Some of the people listed here may know who that is... Screen shot taken from the 2018 H&H Hunting edition.

ETA I see that the BSV hunt is a 4 day a week pack, so is presumably quite a major player, then.


----------



## Judgemental (9 March 2019)

Tiddlypom said:



			Some of the people listed here may know who that is... Screen shot taken from the 2018 H&H Hunting edition.
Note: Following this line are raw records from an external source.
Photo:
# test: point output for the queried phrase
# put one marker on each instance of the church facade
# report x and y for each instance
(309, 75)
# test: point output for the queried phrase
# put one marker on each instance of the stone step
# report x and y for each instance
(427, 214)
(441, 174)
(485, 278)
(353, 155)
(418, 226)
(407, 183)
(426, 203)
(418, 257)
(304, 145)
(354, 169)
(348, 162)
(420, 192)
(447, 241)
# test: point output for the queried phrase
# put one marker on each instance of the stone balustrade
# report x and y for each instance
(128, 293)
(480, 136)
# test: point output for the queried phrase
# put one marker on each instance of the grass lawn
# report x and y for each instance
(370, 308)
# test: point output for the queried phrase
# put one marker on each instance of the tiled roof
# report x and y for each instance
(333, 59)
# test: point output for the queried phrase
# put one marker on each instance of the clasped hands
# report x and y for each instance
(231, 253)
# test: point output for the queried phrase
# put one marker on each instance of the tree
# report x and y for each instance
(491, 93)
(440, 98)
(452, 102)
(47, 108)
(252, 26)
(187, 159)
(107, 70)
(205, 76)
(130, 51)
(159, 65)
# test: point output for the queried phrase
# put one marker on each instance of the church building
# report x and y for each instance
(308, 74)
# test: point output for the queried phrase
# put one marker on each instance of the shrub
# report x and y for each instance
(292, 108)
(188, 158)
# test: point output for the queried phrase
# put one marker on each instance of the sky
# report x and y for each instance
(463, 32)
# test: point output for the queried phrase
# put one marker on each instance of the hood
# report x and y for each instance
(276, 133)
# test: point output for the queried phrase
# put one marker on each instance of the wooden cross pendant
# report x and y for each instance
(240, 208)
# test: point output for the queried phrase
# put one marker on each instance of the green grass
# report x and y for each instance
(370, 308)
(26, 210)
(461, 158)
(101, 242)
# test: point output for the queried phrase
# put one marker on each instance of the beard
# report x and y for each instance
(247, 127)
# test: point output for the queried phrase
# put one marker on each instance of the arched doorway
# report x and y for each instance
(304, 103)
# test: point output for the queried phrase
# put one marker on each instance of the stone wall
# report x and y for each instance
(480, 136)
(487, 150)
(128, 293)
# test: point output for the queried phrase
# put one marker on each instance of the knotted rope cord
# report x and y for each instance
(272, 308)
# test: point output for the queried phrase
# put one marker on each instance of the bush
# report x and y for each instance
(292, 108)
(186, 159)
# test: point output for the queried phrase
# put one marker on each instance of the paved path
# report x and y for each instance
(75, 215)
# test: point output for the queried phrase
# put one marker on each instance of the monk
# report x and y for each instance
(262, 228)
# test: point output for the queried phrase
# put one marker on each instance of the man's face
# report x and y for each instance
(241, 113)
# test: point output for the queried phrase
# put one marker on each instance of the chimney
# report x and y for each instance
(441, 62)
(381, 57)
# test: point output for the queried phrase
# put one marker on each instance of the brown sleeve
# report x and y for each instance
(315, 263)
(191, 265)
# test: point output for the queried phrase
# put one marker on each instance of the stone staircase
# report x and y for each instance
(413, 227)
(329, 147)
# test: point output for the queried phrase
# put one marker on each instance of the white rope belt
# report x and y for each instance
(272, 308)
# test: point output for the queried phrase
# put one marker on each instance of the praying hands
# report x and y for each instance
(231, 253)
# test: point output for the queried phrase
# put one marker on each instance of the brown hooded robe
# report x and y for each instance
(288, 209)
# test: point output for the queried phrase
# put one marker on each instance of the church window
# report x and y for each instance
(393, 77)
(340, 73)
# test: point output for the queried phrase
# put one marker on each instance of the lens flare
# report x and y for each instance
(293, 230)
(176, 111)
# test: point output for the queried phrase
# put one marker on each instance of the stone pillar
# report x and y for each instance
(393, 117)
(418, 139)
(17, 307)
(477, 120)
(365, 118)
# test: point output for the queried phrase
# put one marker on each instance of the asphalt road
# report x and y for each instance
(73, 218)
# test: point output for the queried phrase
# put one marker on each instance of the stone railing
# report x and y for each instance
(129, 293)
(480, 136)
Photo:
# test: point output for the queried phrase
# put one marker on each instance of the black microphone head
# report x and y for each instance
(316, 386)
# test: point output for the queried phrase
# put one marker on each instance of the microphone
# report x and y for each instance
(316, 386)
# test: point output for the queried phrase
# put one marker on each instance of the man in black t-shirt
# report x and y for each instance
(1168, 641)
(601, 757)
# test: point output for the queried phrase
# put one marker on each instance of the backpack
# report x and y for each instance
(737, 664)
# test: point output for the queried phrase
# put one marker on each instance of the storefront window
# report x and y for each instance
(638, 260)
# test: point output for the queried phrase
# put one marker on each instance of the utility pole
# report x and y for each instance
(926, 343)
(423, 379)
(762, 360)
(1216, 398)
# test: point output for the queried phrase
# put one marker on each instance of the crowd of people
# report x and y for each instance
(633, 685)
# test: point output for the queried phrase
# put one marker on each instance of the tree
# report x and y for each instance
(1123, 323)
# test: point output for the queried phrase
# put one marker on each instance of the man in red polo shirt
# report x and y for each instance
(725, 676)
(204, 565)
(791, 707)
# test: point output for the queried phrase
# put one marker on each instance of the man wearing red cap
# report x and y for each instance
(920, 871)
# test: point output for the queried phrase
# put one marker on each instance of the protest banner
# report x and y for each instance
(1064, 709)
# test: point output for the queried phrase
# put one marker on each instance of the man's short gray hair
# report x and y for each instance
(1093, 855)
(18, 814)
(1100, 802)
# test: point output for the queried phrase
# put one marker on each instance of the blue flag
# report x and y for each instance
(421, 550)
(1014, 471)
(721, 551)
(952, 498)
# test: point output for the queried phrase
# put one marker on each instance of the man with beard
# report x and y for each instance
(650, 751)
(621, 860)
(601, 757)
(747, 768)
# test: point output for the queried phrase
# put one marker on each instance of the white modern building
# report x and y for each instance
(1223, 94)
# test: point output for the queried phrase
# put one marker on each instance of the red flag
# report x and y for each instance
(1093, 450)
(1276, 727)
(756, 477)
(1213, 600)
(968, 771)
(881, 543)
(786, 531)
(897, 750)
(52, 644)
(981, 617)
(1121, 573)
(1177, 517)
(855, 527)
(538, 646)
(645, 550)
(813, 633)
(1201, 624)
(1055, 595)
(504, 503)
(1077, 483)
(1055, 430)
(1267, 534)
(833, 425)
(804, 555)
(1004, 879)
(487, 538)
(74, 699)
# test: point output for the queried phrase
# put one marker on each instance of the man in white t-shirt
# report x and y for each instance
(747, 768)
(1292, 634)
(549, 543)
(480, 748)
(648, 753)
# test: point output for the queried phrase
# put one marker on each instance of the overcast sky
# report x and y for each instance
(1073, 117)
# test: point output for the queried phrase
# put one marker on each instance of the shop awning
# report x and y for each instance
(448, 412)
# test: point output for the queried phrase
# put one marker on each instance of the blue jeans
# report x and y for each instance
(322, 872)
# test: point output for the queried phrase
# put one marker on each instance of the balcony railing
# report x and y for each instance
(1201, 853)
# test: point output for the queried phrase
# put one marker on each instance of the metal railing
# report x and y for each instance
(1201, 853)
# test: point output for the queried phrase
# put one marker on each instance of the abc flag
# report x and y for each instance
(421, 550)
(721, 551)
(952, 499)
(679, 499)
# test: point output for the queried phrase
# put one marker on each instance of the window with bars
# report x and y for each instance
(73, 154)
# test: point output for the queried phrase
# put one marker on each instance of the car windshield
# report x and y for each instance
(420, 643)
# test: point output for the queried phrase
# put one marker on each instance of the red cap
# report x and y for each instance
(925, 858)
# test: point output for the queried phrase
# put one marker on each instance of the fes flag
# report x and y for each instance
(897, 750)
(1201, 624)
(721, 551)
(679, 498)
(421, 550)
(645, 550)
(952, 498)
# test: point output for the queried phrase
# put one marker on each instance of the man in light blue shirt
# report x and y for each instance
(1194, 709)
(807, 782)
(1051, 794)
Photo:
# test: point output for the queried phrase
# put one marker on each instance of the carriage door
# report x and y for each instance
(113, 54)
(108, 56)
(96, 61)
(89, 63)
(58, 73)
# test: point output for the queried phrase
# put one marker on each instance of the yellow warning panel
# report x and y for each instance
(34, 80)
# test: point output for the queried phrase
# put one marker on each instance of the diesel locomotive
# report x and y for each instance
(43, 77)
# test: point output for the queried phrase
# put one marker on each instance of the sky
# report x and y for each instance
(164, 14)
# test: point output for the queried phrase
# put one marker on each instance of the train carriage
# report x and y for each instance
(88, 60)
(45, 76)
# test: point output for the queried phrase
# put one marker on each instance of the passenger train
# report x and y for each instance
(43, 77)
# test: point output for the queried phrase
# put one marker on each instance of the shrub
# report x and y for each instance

ETA I see that the BSV hunt is a 4 day a week pack, so is presumably quite a major player, then.

View attachment 30304

Click to expand...

Thank you  Tiddlypom. Most helpful.


----------



## Judgemental (9 March 2019)

It is remarkable that the Hunting Act 2004 is so flagrantly flouted. Vain Glorious, Inflated  Sense of own self importance, Ego's that could not be smashed with a Steam Hammer.  Arrogance beyond belief none touch the situation.


----------



## Judgemental (9 March 2019)

Tiddlypom said:



			See pic and helpful large red arrow. The hounds were indeed hunting the fox throught the graveyard.

View attachment 30262



ETA The vicar has confirmed that she did not give permission for the hounds to come into the graveyard. Well, she wouldn't have, would she, but it's always best to check these little details, isn't it.
		
Click to expand...

The more I consider  this situation, the more I am disgusted by the conduct of the BV. 

Whilst it is rare, whenever the Field are on any road and pass a funeral cortege with coffin in the hearse,  the Field Master should come to the halt and say, "gentleman hats off". 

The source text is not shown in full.